Jean Coutu n'est plus « notre ami »

Vendredi dernier, la chaine de pharmacies Jean Coutu annonçait aux artisans de la revue Fugues que leur publication ne serait plus distribué dans leur réseau. Mobilisation et lettre du magazine et recul de Jean Coutu sur toute la ligne. Une victoire pour la cause LGTB et une défaire pour les tentatives homophobes. Voici la correspondance de Yves Lafontaine, rédacteur en chef et directeur de Fugues et les excuses de Jean Coutu pour l’"imbroglio".

Jean Coutu n’est plus « notre ami »

Yves Lafontaine

Le Groupe Jean Coutu a fait savoir qu’il interdira dorénavant la distribution de Fugues dans les présentoirs placés dans 18 pharmacies de la chaîne depuis plus d’une décennie. Le prétexte évoqué ? Il s’agirait d’un « magazine sexuel ».

Tiré du site LaMetropole.com (http://www.lametropole.com).

Une perception rétrograde qui démontre que rien n’est acquis. L’intolérance peut prendre bien des visages, même celui d’une institution liée à la santé comme Jean Coutu. Moins d’une semaine après la tenue, à Montréal, des célébrations de la Fierté LGBT, on nous a fait savoir que le Groupe Jean Coutu interdisait dorénavant la distribution du magazine Fugues dans les présentoirs du distributeur, placés dans dix-huit pharmacies de la chaîne. Le prétexte évoqué par Patrice Caron, directeur principal des Opérations détail du Groupe Jean Coutu, est que Fugues serait un magazine sexuel… voire érotique.

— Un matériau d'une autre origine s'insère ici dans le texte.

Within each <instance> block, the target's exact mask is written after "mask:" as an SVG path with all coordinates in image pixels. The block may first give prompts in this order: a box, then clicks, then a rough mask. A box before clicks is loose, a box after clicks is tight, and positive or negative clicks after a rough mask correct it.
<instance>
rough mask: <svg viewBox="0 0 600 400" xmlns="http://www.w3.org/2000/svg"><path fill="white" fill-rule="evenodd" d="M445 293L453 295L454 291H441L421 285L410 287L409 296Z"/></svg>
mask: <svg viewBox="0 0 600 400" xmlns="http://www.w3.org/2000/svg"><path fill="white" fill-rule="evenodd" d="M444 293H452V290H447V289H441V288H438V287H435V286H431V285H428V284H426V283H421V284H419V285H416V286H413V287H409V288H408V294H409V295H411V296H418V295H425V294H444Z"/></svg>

( MISE À JOUR TOUT EN BAS DE L’ARTICLE )

En discutant avec ce dernier j’ai constaté, malgré la politesse de nos échanges, que l’entreprise avait une vision très (très) conservatrice — voire passéiste — de la réalité d’aujourd’hui, ainsi que de sa clientèle. M. Caron et son employeur semblent oublier qu’environ dix pour cent de leurs clients sont des gais, des lesbiennes, des bisexuels ou des trans (LGBT) et que près de 2000 d’entre eux se procuraient Fugues chaque mois, via Jean Coutu, depuis plus de douze ans. Sans doute la haute direction de Jean Coutu l’ignore, mais Fugues existe depuis 30 ans cette année. C’est le média d’information principal de la communauté LGBT au Québec.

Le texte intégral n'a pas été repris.